With Lake Superior restored to a more natural state — with lake trout and herring reclaiming their traditional roles in the food chain — the big lake is unlikely to experience a resurgence of smelt to the levels seen in the 1960s and 70s. There’s still a smelt run in most years, but it is minor compared to those smelt runs of the past.
Smelt generally enter streams in mid to late April when the water in the tributaries warms into the upper 40-degree range. Smelt are light sensitive and run in shallow water at night, so most smelting takes place at night. Smelt can’t make it over falls or large rapids so most smelting is done near river mouths. The equipment is simple: A pair of hip boots or waders, a long-handled net and a bucket for the netted fish. Some people also pull a seine net for smelt along the beach at Park Point in Duluth.

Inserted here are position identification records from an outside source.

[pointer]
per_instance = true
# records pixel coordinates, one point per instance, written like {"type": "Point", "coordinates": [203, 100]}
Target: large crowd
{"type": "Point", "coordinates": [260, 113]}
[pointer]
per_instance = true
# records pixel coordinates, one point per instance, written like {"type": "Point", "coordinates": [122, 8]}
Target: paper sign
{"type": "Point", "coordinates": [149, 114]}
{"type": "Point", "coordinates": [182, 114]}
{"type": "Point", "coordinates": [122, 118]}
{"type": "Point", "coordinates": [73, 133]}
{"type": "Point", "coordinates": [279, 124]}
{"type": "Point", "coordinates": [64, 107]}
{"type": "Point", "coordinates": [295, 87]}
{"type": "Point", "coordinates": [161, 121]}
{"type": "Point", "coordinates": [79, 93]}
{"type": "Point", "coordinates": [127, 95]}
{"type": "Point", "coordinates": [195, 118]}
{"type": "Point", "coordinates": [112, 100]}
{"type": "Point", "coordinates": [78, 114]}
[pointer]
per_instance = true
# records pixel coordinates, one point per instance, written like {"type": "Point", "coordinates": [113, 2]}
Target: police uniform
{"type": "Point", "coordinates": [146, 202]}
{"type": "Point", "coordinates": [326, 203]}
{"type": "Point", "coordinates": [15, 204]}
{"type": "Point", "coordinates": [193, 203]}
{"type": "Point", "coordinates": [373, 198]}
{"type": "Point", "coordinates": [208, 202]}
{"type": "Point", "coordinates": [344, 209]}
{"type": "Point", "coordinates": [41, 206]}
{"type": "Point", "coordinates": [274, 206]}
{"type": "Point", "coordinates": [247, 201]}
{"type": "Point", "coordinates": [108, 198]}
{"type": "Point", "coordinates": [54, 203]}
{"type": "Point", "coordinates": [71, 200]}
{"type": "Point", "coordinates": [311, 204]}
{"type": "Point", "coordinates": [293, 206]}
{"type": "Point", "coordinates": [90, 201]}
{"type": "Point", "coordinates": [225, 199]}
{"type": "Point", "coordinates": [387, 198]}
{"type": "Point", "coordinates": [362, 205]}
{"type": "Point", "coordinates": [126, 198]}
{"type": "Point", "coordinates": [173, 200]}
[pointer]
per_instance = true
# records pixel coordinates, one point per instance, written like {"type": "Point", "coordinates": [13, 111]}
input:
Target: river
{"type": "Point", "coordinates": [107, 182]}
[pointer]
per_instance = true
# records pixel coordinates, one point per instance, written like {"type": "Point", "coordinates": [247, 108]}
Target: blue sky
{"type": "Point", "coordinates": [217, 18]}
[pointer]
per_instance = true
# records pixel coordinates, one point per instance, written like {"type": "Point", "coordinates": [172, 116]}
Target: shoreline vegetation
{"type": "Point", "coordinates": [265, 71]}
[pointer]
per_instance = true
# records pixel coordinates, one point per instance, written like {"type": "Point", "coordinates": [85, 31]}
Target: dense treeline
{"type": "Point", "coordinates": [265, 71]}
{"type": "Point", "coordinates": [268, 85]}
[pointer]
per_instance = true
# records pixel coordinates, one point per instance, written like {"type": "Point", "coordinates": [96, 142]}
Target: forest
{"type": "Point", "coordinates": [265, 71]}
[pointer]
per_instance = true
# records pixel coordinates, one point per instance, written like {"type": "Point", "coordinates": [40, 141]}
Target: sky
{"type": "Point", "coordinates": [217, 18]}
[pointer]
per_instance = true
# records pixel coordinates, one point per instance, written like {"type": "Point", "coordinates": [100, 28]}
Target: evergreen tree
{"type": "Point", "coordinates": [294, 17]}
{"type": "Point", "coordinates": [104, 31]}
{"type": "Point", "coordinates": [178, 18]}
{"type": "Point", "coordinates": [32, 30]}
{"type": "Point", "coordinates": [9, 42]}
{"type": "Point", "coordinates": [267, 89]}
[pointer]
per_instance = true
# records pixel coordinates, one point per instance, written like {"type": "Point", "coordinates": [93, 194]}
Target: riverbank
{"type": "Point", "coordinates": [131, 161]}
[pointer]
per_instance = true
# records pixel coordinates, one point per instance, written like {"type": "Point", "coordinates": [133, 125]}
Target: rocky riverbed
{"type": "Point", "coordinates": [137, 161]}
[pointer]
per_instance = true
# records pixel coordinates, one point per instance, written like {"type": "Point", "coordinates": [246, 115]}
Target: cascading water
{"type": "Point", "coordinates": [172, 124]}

There's no limit on smelt, but you do need a valid Minnesota fishing license. In addition to the Lester River in Duluth other North Shore smelting streams include the Knife, Stewart, Gooseberry, Split Rock, Beaver, Baptism, Cross, Temperance, Poplar and Cascade. The French, Sucker, Little Sucker, Silver, Encampment and Crow rivers are all closed to smelting.
For more information go to dnr.state.mn.us/areas/fisheries/lakesuperior/lake-superior-fishing-report.html or check out the Minnesota Smelting Reports page at facebook.com/groups/624030751126623.
Source: Minnesota Department of Natural Resources
Word of warning: One meal of smelt per month
The Minnesota, Wisconsin and Michigan state health departments in recent months have all issued fish consumption advisories for all people to limit their meals of Lake Superior smelt to just one meal per month due to the discovery of high levels of PFAS chemicals.
While it’s unclear where the so-called forever chemicals are coming from, tests by the Wisconsin Department of Natural Resources on fish netted in 2019 found high levels of PFAS in smelt caught in several locations along the South Shore. While all fish tested had some PFAS in them — the chemicals have been used in multiple products including nonstick cookware, packaging and firefighting foam — no other species had high enough levels to warrant consumption warnings.
PFAS are known carcinogens and may cause other adverse health effects. They’re called forever chemicals because they don’t break down and can bioaccumulate, or build up, in fish, animals and people.